Hinge Regression Tree: A Newton Method for Oblique Regression Tree Splitting
This addresses the challenge of efficient and effective oblique decision tree learning for machine learning practitioners, offering a novel optimization approach with proven convergence and approximation guarantees.
The paper tackled the NP-hard problem of learning high-quality oblique splits in decision trees by introducing the Hinge Regression Tree (HRT), which reframes splits as a non-linear least-squares problem and uses a damped Newton method, resulting in fast convergence and matching or outperforming baselines with more compact structures.

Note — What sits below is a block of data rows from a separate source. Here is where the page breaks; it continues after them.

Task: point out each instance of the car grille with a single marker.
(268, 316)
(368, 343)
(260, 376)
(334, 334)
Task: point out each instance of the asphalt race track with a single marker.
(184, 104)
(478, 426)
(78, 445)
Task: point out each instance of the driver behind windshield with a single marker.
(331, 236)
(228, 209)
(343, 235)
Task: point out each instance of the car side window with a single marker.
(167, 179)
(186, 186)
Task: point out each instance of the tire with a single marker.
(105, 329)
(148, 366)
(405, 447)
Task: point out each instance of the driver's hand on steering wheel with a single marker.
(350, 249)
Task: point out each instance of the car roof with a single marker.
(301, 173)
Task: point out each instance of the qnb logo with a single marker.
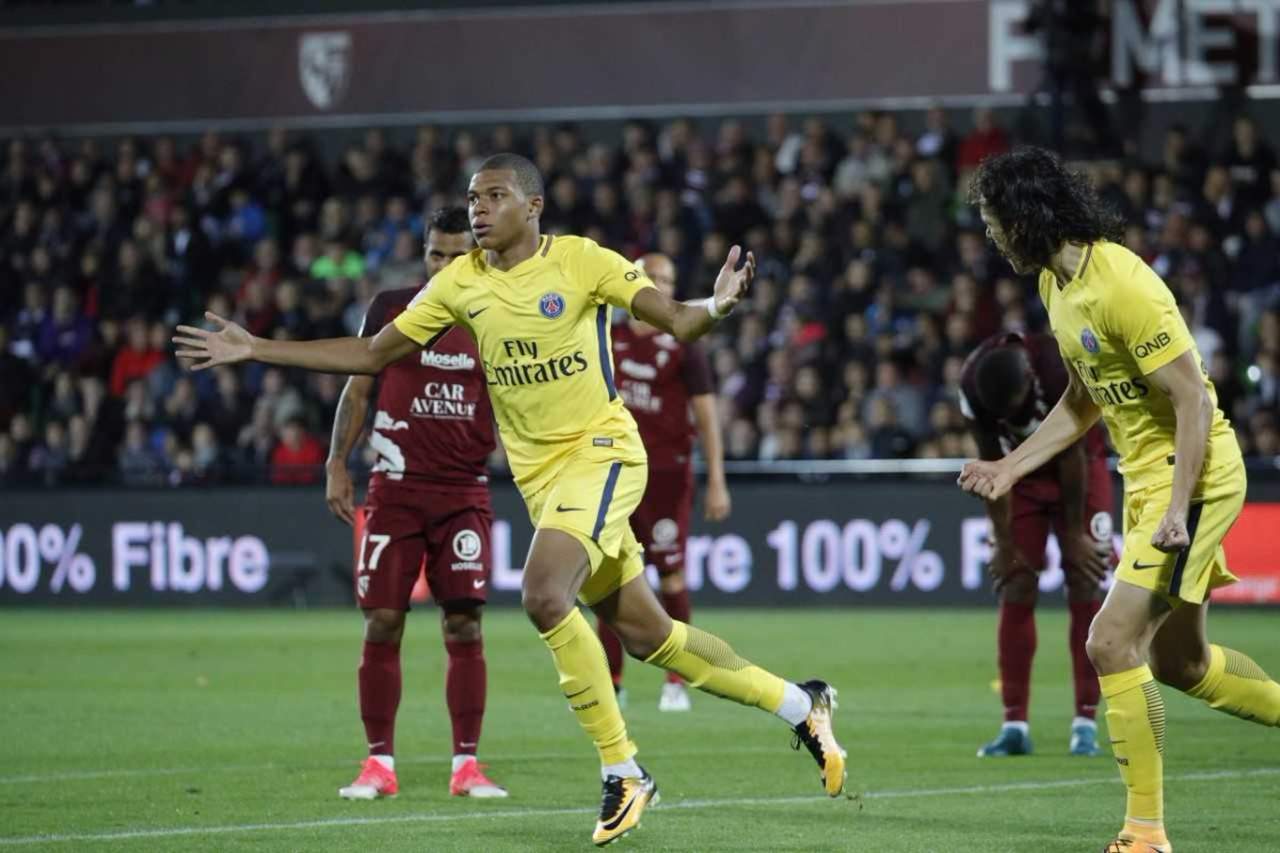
(552, 305)
(448, 360)
(1151, 347)
(179, 562)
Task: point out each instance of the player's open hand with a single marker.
(339, 493)
(1006, 562)
(732, 283)
(988, 480)
(1171, 534)
(204, 349)
(1088, 556)
(717, 503)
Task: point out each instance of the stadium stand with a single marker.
(874, 282)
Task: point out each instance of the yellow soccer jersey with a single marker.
(543, 332)
(1116, 323)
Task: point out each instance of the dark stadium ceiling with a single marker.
(51, 13)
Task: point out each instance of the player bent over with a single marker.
(538, 306)
(1006, 388)
(662, 381)
(428, 500)
(1133, 364)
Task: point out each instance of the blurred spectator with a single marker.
(136, 359)
(64, 333)
(137, 463)
(297, 459)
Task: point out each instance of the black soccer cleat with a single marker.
(622, 804)
(817, 734)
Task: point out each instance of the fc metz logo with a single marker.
(552, 305)
(324, 67)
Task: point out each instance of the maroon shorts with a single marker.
(1037, 509)
(444, 529)
(661, 523)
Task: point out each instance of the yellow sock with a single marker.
(1136, 720)
(709, 664)
(1237, 685)
(588, 687)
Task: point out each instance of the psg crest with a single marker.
(324, 67)
(552, 305)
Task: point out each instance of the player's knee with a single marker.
(384, 625)
(1110, 651)
(1179, 670)
(1023, 588)
(641, 644)
(461, 625)
(1082, 588)
(545, 607)
(672, 583)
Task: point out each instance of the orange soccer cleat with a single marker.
(374, 780)
(469, 780)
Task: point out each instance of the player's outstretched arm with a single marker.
(691, 320)
(231, 343)
(1073, 416)
(1184, 384)
(348, 423)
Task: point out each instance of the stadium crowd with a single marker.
(874, 278)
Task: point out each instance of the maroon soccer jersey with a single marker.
(657, 375)
(1050, 384)
(433, 420)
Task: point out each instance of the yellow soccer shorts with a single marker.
(592, 498)
(1191, 574)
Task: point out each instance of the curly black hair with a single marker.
(449, 220)
(1042, 204)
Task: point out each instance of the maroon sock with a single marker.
(612, 651)
(465, 683)
(379, 679)
(1016, 643)
(677, 607)
(1087, 688)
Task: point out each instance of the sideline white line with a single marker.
(176, 831)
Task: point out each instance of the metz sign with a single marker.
(1159, 42)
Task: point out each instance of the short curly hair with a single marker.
(1042, 204)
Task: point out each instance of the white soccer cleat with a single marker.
(675, 697)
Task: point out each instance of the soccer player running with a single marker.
(1008, 387)
(538, 306)
(1133, 364)
(428, 497)
(661, 381)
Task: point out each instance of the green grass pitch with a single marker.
(233, 731)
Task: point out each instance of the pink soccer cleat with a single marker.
(374, 780)
(469, 780)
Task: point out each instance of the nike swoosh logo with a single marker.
(622, 815)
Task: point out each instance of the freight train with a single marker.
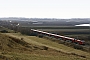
(59, 37)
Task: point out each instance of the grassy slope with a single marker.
(53, 45)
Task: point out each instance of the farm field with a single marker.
(52, 45)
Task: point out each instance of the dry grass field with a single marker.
(35, 48)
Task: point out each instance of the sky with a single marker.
(45, 8)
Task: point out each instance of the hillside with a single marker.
(16, 48)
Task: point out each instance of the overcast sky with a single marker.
(45, 8)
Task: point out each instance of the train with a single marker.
(60, 37)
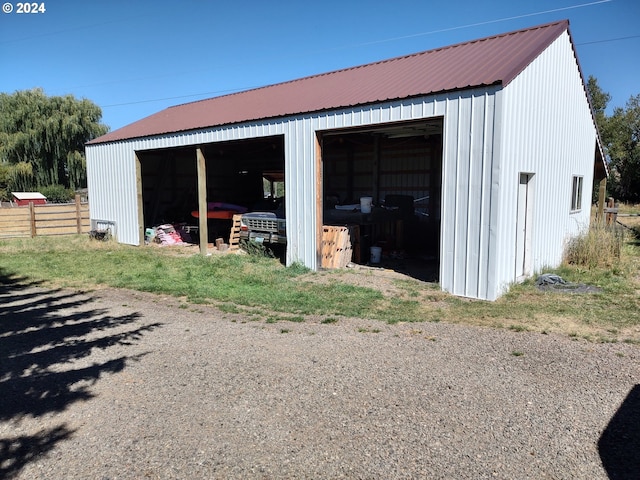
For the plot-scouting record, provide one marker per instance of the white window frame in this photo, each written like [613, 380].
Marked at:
[577, 184]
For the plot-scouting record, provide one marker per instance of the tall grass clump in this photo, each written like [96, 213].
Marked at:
[599, 247]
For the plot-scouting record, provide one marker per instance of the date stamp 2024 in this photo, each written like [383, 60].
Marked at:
[24, 7]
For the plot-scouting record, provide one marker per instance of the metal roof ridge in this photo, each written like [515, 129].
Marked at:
[377, 62]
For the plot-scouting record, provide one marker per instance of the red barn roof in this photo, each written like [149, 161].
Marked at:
[493, 60]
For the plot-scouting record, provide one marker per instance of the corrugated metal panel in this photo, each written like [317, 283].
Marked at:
[489, 61]
[466, 203]
[547, 131]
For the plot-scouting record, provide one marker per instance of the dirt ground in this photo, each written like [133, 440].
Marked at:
[115, 384]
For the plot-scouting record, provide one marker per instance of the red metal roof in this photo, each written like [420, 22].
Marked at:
[489, 61]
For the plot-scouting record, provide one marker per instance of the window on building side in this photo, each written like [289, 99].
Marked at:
[576, 194]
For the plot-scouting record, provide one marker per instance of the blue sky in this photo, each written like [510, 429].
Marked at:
[134, 58]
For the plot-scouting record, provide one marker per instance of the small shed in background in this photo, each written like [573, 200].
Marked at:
[23, 199]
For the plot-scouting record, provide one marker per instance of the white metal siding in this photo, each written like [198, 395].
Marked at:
[466, 201]
[547, 130]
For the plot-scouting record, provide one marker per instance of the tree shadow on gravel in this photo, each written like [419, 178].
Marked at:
[619, 444]
[44, 336]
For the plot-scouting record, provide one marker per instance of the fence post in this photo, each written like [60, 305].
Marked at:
[78, 218]
[32, 215]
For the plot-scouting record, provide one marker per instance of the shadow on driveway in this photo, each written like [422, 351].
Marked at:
[619, 444]
[43, 335]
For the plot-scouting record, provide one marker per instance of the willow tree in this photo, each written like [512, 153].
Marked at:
[49, 134]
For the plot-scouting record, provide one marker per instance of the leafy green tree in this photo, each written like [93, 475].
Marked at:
[47, 133]
[623, 130]
[620, 134]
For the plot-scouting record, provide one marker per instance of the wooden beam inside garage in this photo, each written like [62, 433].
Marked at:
[202, 200]
[140, 200]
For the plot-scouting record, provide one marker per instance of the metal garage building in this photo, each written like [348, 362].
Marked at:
[496, 136]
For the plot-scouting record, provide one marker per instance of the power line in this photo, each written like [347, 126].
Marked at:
[608, 40]
[488, 22]
[460, 27]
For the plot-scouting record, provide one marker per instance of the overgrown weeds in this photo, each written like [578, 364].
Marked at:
[599, 247]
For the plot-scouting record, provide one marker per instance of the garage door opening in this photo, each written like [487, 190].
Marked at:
[399, 166]
[241, 176]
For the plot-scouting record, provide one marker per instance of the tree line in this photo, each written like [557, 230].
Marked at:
[42, 141]
[620, 135]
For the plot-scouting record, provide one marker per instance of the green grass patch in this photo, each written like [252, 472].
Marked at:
[263, 289]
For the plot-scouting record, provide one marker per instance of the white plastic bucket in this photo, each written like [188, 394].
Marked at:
[365, 204]
[376, 253]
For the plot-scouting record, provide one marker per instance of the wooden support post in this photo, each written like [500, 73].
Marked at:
[601, 199]
[140, 200]
[78, 216]
[375, 174]
[202, 200]
[32, 217]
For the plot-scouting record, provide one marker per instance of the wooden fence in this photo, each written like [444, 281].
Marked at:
[49, 219]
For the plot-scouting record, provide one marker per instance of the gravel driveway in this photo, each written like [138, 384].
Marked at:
[114, 384]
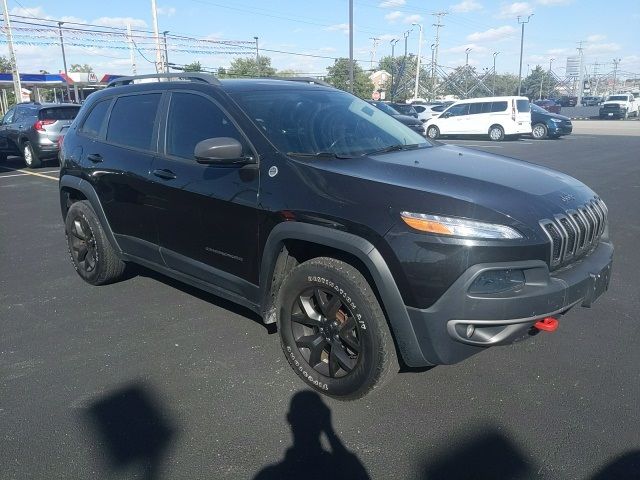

Oblique decision trees combine the transparency of trees with the power of multivariate decision boundaries, but learning high-quality oblique splits is NP-hard, and practical methods still rely on slow search or theory-free heuristics. We present the Hinge Regression Tree (HRT), which reframes each split as a non-linear least-squares problem over two linear predictors whose max/min envelope induces ReLU-like expressive power. The resulting alternating fitting procedure is exactly equivalent to a damped Newton (Gauss-Newton) method within fixed partitions. We analyze this node-level optimization and, for a backtracking line-search variant, prove that the local objective decreases monotonically and converges; in practice, both fixed and adaptive damping yield fast, stable convergence and can be combined with optional ridge regularization. We further prove that HRT's model class is a universal approximator with an explicit $O(δ^2)$ approximation rate, and show on synthetic and real-world benchmarks that it matches or outperforms single-tree baselines with more compact structures.